Begini Cara Lacor Family Sambut Bulan Suci Ramadhan Tiap Tahun

Lacor Family membersihkan makam menjelang Bulan Suci Ramadhan. (Foto: Suararakyatindo.com)

Suararakyatindo.com – Probolinggo, Gotong royong merupakan sebuah kegiatan yang dilaksanakan secara bersama-sama dan memiliki sifat sukarela. Supaya kegiatan yang dilakukan bisa berjalan dengan lancar, ringan, dan juga mudah.

Gotong royong tersebut juga di ikuti oleh sekumpulan Pemuda Desa Brabe Kecamatan Maron, Kabupaten Probolinggo, yang tergabung dari Lacor Family melakukan bersih-bersih pemakaman umum untuk kesiapan memasuki bulan suci Ramadhan. Hal tersebut disampaikan Koordinator Lacor Family, di Desa Brabe.

Koordinator Lacor Family, Badrul Kamal menyampaikan kegiatan bakti bersih-bersih area pemakaman adalah bentuk kesadaran pemuda dan warga sendiri, apalagi sebentar lagi memasuki bulan suci Ramadhan.
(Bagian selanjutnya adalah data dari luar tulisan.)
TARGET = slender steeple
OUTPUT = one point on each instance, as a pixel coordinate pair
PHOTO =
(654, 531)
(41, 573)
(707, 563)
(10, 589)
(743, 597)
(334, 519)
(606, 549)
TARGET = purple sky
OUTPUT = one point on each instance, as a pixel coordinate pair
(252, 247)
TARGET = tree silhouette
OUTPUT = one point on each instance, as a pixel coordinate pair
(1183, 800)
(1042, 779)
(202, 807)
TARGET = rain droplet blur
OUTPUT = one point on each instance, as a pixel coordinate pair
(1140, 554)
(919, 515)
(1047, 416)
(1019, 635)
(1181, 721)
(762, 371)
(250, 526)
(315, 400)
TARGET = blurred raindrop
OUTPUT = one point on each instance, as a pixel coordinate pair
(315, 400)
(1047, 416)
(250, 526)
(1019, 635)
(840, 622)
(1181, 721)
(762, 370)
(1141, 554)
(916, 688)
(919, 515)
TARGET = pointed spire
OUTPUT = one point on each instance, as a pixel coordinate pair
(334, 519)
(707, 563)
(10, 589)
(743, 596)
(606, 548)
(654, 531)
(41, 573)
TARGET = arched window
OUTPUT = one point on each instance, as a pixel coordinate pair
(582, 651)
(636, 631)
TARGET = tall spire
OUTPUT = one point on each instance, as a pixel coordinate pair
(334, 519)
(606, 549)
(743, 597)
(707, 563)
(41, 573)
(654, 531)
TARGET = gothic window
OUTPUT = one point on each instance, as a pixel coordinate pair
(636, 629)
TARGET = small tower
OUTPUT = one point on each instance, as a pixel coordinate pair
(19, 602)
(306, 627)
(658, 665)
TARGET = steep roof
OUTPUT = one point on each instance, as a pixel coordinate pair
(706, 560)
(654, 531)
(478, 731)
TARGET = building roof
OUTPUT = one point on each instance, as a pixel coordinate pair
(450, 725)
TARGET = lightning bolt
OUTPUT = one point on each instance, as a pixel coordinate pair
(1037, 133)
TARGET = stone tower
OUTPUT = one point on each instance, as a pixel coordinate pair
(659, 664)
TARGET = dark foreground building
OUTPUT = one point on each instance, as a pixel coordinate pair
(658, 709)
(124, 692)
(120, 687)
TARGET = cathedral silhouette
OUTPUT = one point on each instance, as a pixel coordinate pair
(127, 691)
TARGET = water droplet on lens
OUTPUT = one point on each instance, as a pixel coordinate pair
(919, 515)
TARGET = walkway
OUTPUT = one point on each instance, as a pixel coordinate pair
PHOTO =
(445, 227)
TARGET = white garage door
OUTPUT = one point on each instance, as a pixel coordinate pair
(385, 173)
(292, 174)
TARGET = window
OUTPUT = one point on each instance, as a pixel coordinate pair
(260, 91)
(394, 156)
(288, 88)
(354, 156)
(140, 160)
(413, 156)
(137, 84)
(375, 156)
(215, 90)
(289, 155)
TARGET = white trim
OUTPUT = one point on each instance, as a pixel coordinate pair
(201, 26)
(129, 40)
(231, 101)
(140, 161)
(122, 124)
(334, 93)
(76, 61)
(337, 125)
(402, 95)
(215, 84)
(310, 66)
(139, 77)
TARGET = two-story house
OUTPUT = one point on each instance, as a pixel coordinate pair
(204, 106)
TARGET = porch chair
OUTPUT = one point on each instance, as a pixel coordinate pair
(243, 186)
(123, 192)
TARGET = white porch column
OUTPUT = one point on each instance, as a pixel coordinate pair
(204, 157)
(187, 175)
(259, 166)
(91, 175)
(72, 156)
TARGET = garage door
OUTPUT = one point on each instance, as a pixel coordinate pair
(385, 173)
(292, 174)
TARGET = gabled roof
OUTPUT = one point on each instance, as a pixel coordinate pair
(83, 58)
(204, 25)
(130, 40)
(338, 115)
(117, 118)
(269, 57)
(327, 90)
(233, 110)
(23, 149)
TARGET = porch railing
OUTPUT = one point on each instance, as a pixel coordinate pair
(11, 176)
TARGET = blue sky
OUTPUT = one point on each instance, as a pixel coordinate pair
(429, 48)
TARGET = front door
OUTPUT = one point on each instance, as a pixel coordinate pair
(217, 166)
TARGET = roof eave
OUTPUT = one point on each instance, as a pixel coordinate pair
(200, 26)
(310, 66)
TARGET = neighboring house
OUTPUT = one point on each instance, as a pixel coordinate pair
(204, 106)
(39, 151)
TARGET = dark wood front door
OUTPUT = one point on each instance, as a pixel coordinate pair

“Hari ini kami lakukan bersih-bersih kuburan yang berlokasi tidak jauh dari Dusun Sumur Desa Brabe. Semua pemuda Lacor Family bersama warga kami libatkan,” tuturnya kepada Suararakyatindo.com, Senin, (11/3/2024).

Kegiatan bersih-bersih ini, lanjut Kamal, dilakukan 2 pemakaman yang dimulai sejak pagi hingga menjelang sore. Selain membersihkan lokasi kuburan, pemuda dan warga juga melakukan mengecat dinding-dinding kuburan.

“Selain bersih-bersih, kami juga mengecat dinding-dinding yang berada dikawasan kuburan, sehingga,” terangnya.

Lacor Family tetap konsisten setiap tahun membersihkan makam menjelang Bulan Suci Ramadhan. (Foto: Suararakyatindo.com)

Kamal juga menambahkan, bahwa kegiatan ini sering dilakukan warga lebih-lebih saat menjelang bulan Ramadhan dan hari raya.

“Biasanya kalau menjelang bulan puasa atau hari raya kan banyak yang ziarah, jadi kita sering mengadakan kerja bakti untuk membersihkan makam,” tutur Kamal.

Lebih lanjut, Kamal menjelaskan, menjaga kebersihan lingkungan sudah merupakan tanggung jawab bersama setiap warga. Sebab, kondisi lingkungan yang bersih merupakan cerminan hati yang bersih yang diterjemahkan dalam tingkah laku.

Seperti yang dilakukan oleh warga Dusun Sumur, mereka dengan sukarela berpartisipasi dalam menjaga dan membersihkan lingkungan.

“Kalau makamnya bersih, orang yang mau berziarah akan lebih merasa nyaman dan pasti akan khusyuk dalam memanjatkan do’a,” pungkas Kamal.